Of concern was the accuracy of the central database obtained from NHS National Services Scotland, Practitioner Services, holding information on the location of general dental practitioners in Scotland. If further studies are planned or there is a need for other reasons to contact general dental practitioners in Scotland the inaccuracies of this database will be a major obstacle, a central issue which requires urgent attention.

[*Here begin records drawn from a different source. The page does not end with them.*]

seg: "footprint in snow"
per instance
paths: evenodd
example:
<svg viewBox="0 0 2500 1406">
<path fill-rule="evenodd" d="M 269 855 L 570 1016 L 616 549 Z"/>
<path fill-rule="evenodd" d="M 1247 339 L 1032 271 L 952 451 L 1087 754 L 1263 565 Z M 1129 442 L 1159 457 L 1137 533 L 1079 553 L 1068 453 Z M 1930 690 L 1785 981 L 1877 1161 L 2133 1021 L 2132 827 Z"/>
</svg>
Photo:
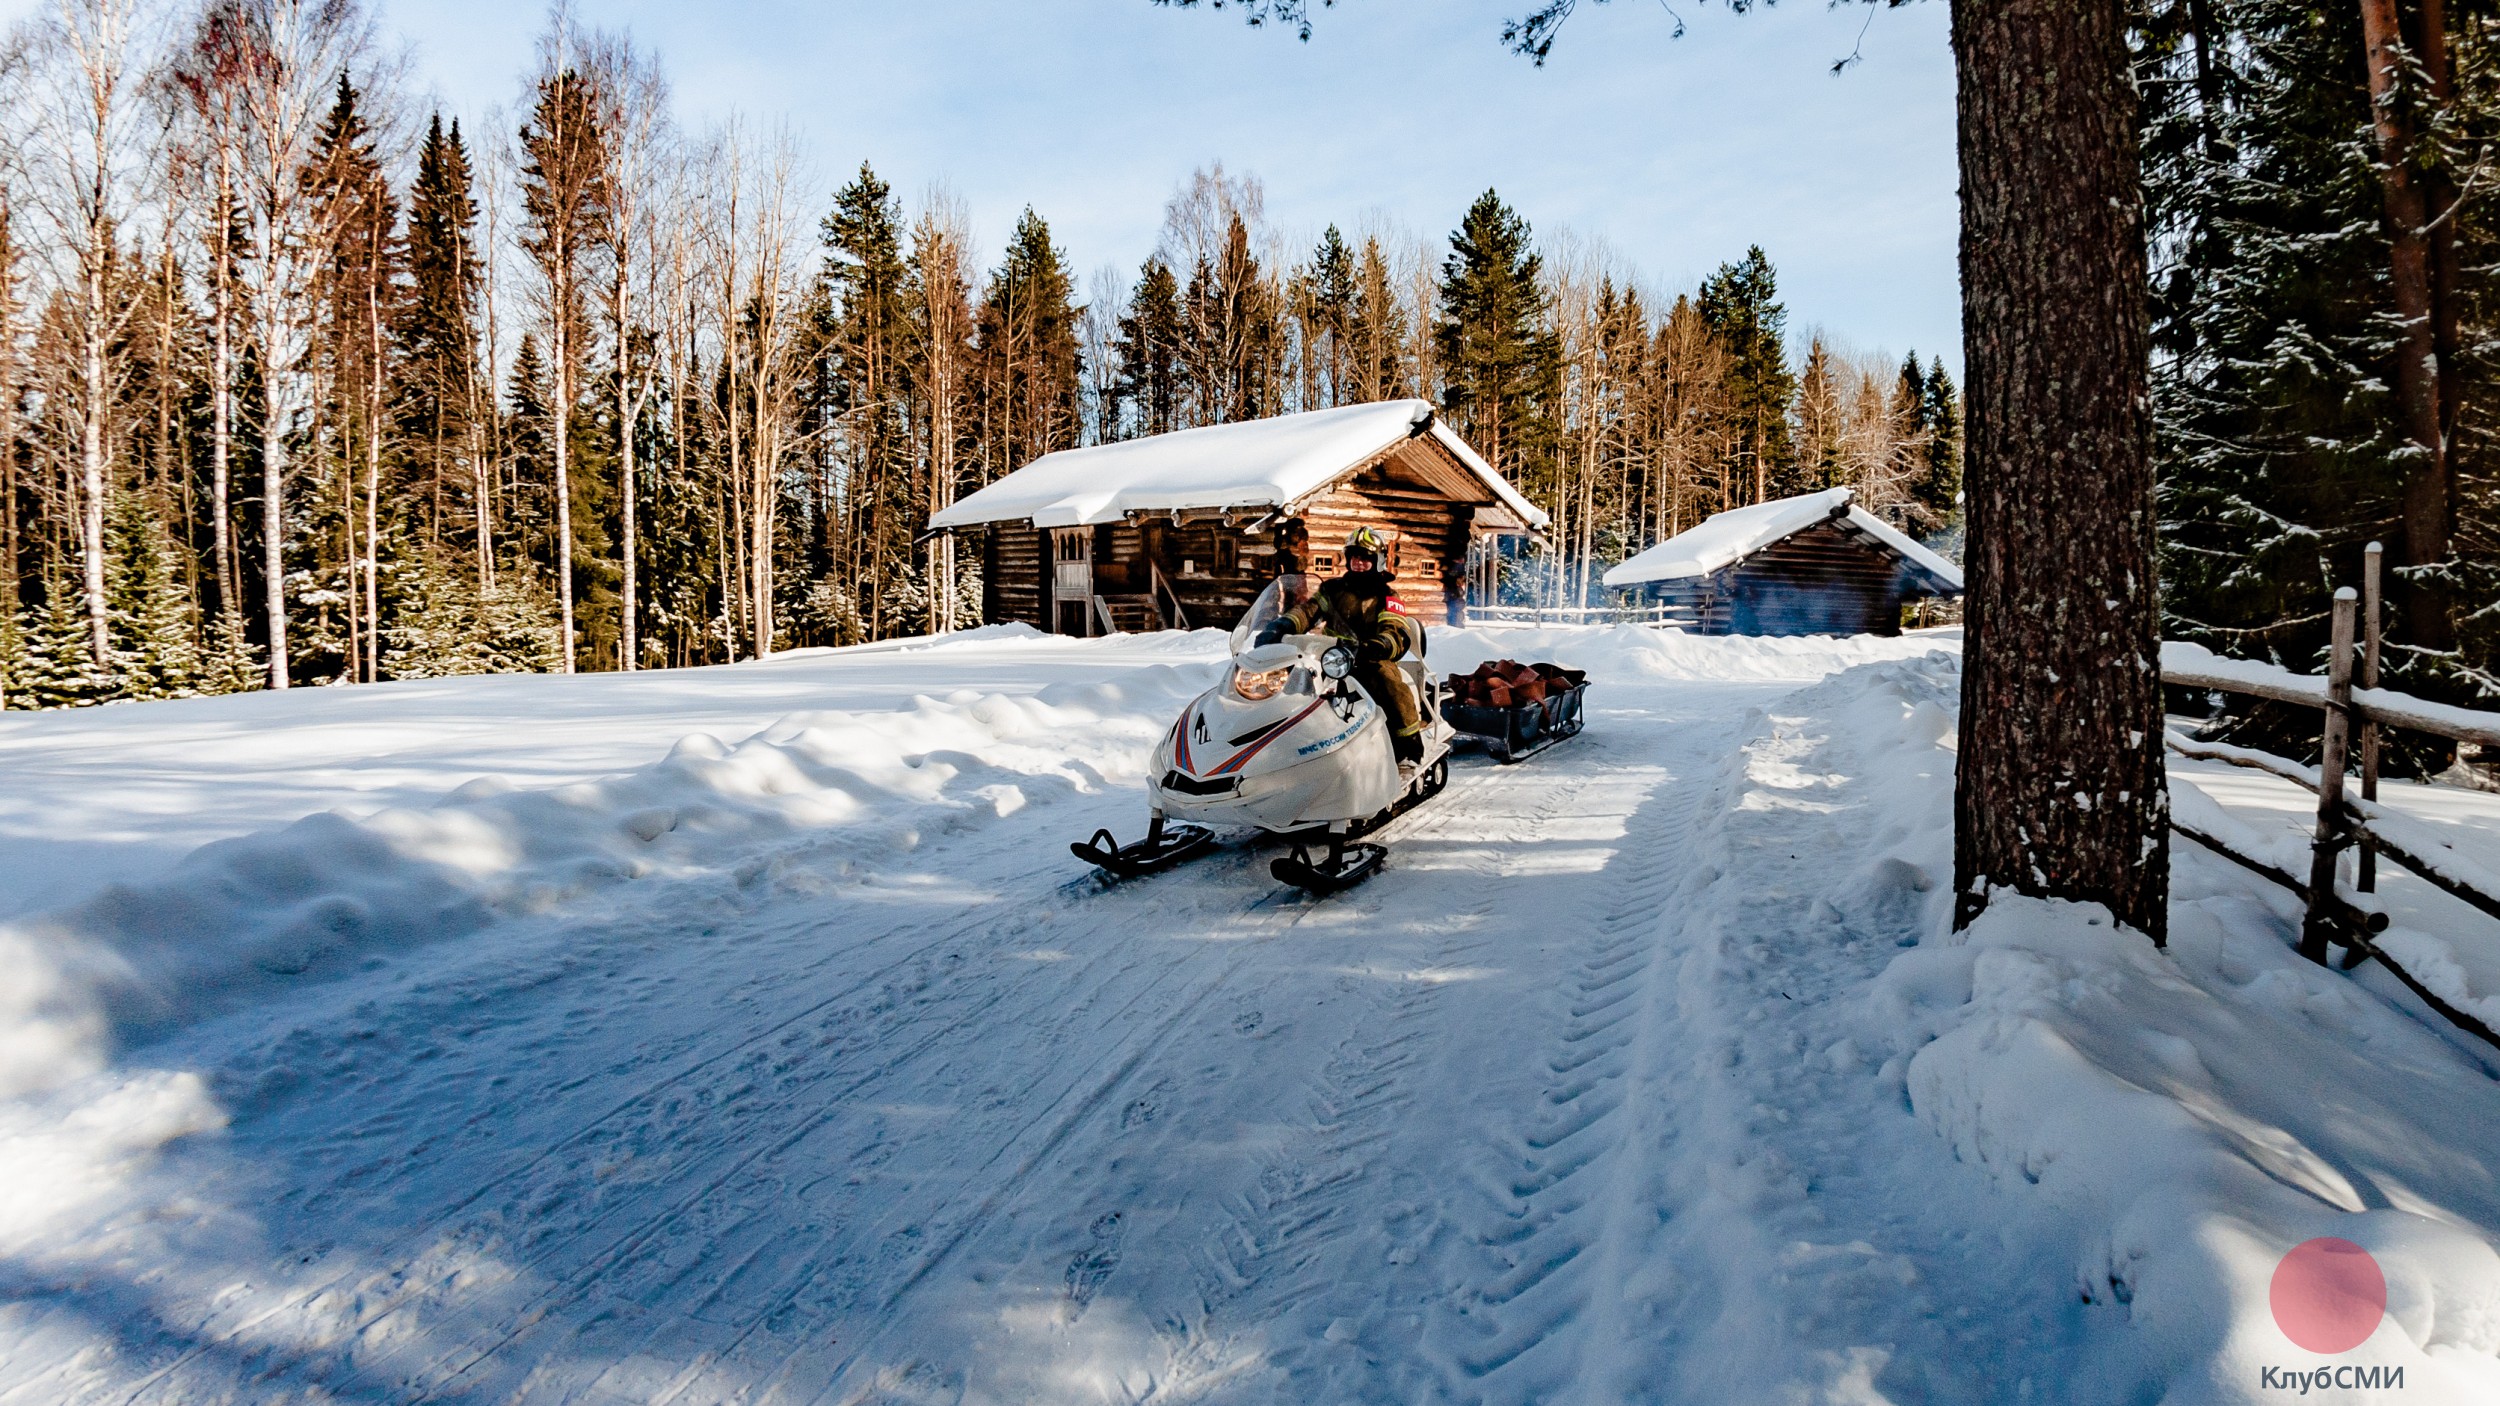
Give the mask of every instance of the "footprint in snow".
<svg viewBox="0 0 2500 1406">
<path fill-rule="evenodd" d="M 1094 1295 L 1102 1292 L 1111 1271 L 1119 1268 L 1120 1242 L 1126 1238 L 1126 1225 L 1118 1211 L 1106 1212 L 1094 1218 L 1092 1234 L 1093 1243 L 1068 1261 L 1068 1300 L 1079 1313 L 1094 1301 Z"/>
</svg>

There were several elements built into the working methods that facilitated the success of this project. A key factor was the close liaison with representatives of the dental profession at all levels. This ranged from the Chief Dental Officer for Scotland, NHS Education for Scotland, the Scottish Branch of the BDA and the various Local Dental Committees and General Practitioner Sub-committees. It also proved invaluable using survey teams that utilised the combined skills of experienced dental practitioners and infection control professionals. We feel that the approach adopted by the survey teams did much to allay initial fears of those practices selected for the survey. The availability of a fee for the practice time whilst not treating patients also played a large part in the acceptability of the study to self employed health care professionals, although a small proportion of practitioners who declined to participate reported that the fee available was not of a sufficient level.

The data collected, which we believe to be very robust, provide a clear indication of how decontamination is currently undertaken in general dental practice. This baseline information is invaluable for informing risk assessments on the potential for onward transmission of infectious agents in primary care and as the basis for action plans to improve decontamination practice. Results of the survey relating to specific aspects of decontamination will be published separately.

In conclusion, we propose a methodology for reviewing decontamination practices in primary care facilities. Whilst costly both in terms of surgery down-time and surveyor time, such an approach leads to the collation of accurate data. In order to provide robust and meaningful information on decontamination policies and procedures in primary care facilities it is imperative that an element of direct observation be employed for future studies on compliance with decontamination technical requirements.